The motor tasks with a visual cue as the trigger were chosen in the current study as prospective tasks to be used in brain computer interface (BCI) applications of four-limb exoskeleton control [8], in patients with tetraplegia. The “FlexElbow” motor task is typical for BCI paradigms and our results show that our method can be used efficiently on single subjects to localize activity related to this task.

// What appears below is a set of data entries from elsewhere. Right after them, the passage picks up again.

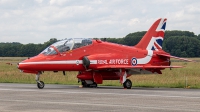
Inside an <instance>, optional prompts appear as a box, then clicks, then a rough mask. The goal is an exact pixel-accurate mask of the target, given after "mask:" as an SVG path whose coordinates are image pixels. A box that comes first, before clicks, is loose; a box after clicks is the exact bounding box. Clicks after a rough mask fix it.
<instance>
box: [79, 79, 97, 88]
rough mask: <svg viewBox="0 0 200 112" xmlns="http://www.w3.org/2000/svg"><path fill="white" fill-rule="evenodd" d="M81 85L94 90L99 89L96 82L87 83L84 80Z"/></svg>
mask: <svg viewBox="0 0 200 112" xmlns="http://www.w3.org/2000/svg"><path fill="white" fill-rule="evenodd" d="M81 83H82V86H83V87H93V88H96V87H97V83H96V82H92V83H87V81H85V80H82V81H81Z"/></svg>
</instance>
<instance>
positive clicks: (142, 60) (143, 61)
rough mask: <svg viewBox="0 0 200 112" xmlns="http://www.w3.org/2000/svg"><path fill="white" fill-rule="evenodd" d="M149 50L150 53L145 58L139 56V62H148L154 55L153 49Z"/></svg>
mask: <svg viewBox="0 0 200 112" xmlns="http://www.w3.org/2000/svg"><path fill="white" fill-rule="evenodd" d="M147 51H148V54H147V56H146V57H144V58H137V64H147V63H148V62H149V61H150V60H151V58H152V56H153V51H152V50H147Z"/></svg>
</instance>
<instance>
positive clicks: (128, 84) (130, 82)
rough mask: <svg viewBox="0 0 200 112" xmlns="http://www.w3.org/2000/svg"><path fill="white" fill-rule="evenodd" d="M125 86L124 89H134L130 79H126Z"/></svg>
mask: <svg viewBox="0 0 200 112" xmlns="http://www.w3.org/2000/svg"><path fill="white" fill-rule="evenodd" d="M123 86H124V88H127V89H131V87H132V82H131V80H130V79H126V81H125V82H124V83H123Z"/></svg>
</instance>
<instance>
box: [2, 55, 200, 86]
mask: <svg viewBox="0 0 200 112" xmlns="http://www.w3.org/2000/svg"><path fill="white" fill-rule="evenodd" d="M24 59H26V58H21V57H15V58H13V57H0V83H36V82H35V75H34V74H26V73H21V72H20V71H19V70H18V69H17V63H18V62H20V61H22V60H24ZM193 60H198V61H200V58H195V59H193ZM6 63H12V65H9V64H6ZM172 65H180V66H185V67H184V68H174V69H172V70H170V69H165V70H163V71H162V72H163V74H157V75H132V76H131V77H129V79H130V80H131V81H132V84H133V86H134V87H167V88H186V86H187V88H200V62H195V63H194V62H188V63H186V62H172ZM76 75H77V72H67V73H66V76H64V75H63V74H62V72H57V73H54V72H44V73H43V74H42V75H41V78H40V80H42V81H44V82H45V83H46V84H68V85H69V84H73V85H79V84H80V83H78V80H77V78H76ZM186 79H187V80H186ZM186 81H187V85H186ZM103 82H104V83H103V84H101V85H106V86H121V84H120V83H119V81H118V80H117V81H103Z"/></svg>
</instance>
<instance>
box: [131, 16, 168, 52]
mask: <svg viewBox="0 0 200 112" xmlns="http://www.w3.org/2000/svg"><path fill="white" fill-rule="evenodd" d="M166 22H167V19H166V18H160V19H158V20H157V21H156V22H155V23H154V24H153V25H152V26H151V28H150V29H149V30H148V31H147V33H146V34H145V35H144V36H143V38H142V39H141V41H140V42H139V43H138V44H137V45H136V46H135V47H137V48H141V49H146V50H156V51H158V50H159V49H162V43H163V39H164V34H165V27H166Z"/></svg>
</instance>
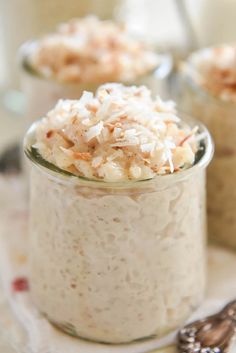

An important perspective is the exploration and testing of both MSA and wMNE approaches in subjects with motor disabilities (e.g., persons with paraplegia and tetraplegia). In these patients, movement attempt-related brain activity should be analyzed. The methods are currently being applied to MEG data from both healthy subjects and patients, in a clinical trial (reference number NCT02574026) which focuses on functional mapping in various real and imaginary movements. Further study will bring new insights into the respective advantages of the MSA approach compared to source reconstruction.

5. Conclusions

All in all, the MSA is a method for multimodal analysis of multi trial recordings from co-localized (possibly different) sensors and with informative content in temporal and frequency domains. The example of application is sensorimotor cortex localization using MEG recording with a pair of gradiometers. A regression-based MSA integrates multi-sensors and multi-frequency information to estimate task-specific brain activations using cross validated, shifted, multiple Pearson correlation. The proposed method was compared to the benchmark wMNE source imaging method using MEG recordings performed in fourteen subjects during two motor tasks. The MSA approach provided good localization performance when compared to wMNE and a statistically significant improvement of robustness against ill-defined triggers. The improvement of robustness may be especially important in the use case of patients with motor deficits, when synchronization of trials is uncertain. In conclusion, the MSA statistical approach can be preferable to analyze a restricted MEG dataset if the frequency content of the signal is essential, and stability of the localization solution is sought. Further study is needed to clarify noise steadiness and characteristics depending on the amount of data.

The proposed method may be useful for other applications of multimodal analysis of multi trial experiments with moderate uncertainty in trials synchronization, e.g., in the fields of telecommunications, earthquake detection, or medical ultrasound imaging (wavefront correction).